The processing details of our pretend merchant along with the two fictitious quotes that we’ll use for this example are listed below.

Merchant Details:

Annual average monthly sales volume: $10,000

Annual average ticket $50.00

Monthly Base Costs (interchange, dues and assessments)

$189.00

Quote A:

Interchange markup: 10 basis points (.10%)

Transaction fee: $0.05

Monthly fee: $10

Annual fee: $120

Quote B:

Interchange markup: 30 basis points (.30%)

Transaction fee: $0.10

Monthly fee: $3

Calculating the monthly effective rate for Quote A including base costs:

((10,000 * .001) + (10,000 / 50 * .05) + 10 + (120 / 12) + 189) / 10,000 * 100 = 2.29%

Calculating the monthly effective rate for Quote B including base costs:

((10,000 * .003) + (10,000 / 50 * .10) + 3 + 189) / 10,000 * 100 = 2.42%

Quote A is 0.13% less expensive than Quote B.

Notice that the since base costs of interchange, dues and assessments are the same for every processor, they’re simply repeated in the calculation for each quote.

Removing the base cost will yield results with the same accuracy.

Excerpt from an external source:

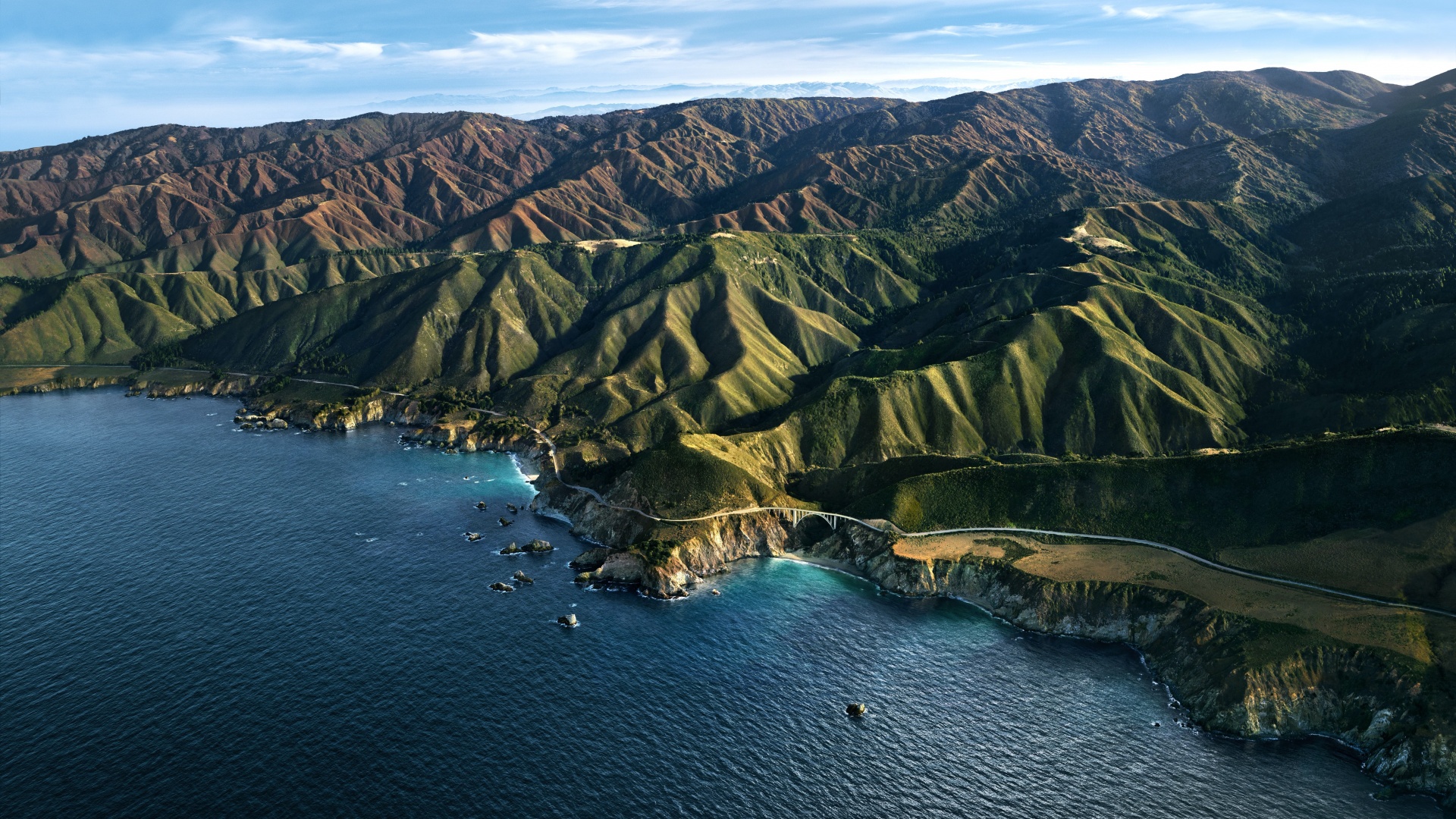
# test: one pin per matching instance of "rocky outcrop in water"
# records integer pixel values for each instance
(705, 548)
(1383, 704)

Calculating the monthly effective rate for Quote A less base costs:

((10,000 * .001) + (10,000 / 50 * .05) + 10 + (120 / 12)) / 10,000 * 100 = 0.40%

Calculating the monthly effective rate for Quote B less base costs:

((10,000 * .003) + (10,000 / 50 * .10) + 3) / 10,000 * 100 = 0.53%

Since base costs are consistent and independent of the provider’s markup, our calculations figured without base costs yield the same 0.13% advantage for Quote A. Hence, there’s no need to include base costs when calculating the effective rate of prospective merchant account quotes.

Example B

The effective rate shows the best quote even when one option appears to be better than another when looking at a single rate or fee.

The processing details of our pretend merchant along with the two fictitious quotes that we’ll use for this example are listed below. As per example A above, we’re not going to bother including base costs in the calculation for this example.

Merchant Details:

Annualized average monthly sales volume: $15,000

Annualized average ticket $10.00

Quote A:

Interchange markup: 25 basis points (.25%)

Transaction fee: $0.05

Monthly fee: $10

Quote B:

Interchange markup: 1 basis points (.01%)

Transaction fee: $0.10

Monthly fee: $10

Calculating the monthly effective rate for Quote A:

((15,000 * .0025) + (15,000 / 10 * .05) + 10) / 15,000 * 100 = .75%

Calculating the monthly effective rate for Quote B:

((15,000 * .0001) + (15,000 / 10 * .10) + 10) / 15,000 * 100 = 1.22%

As you can see, Quote B is significantly more expensive than Quote A even though judging by the interchange markup Quote B appears far more competitive. In this case the small average ticket amplifies the importance of the transaction fee, and the lower transaction fee of Quote A makes it a much better option.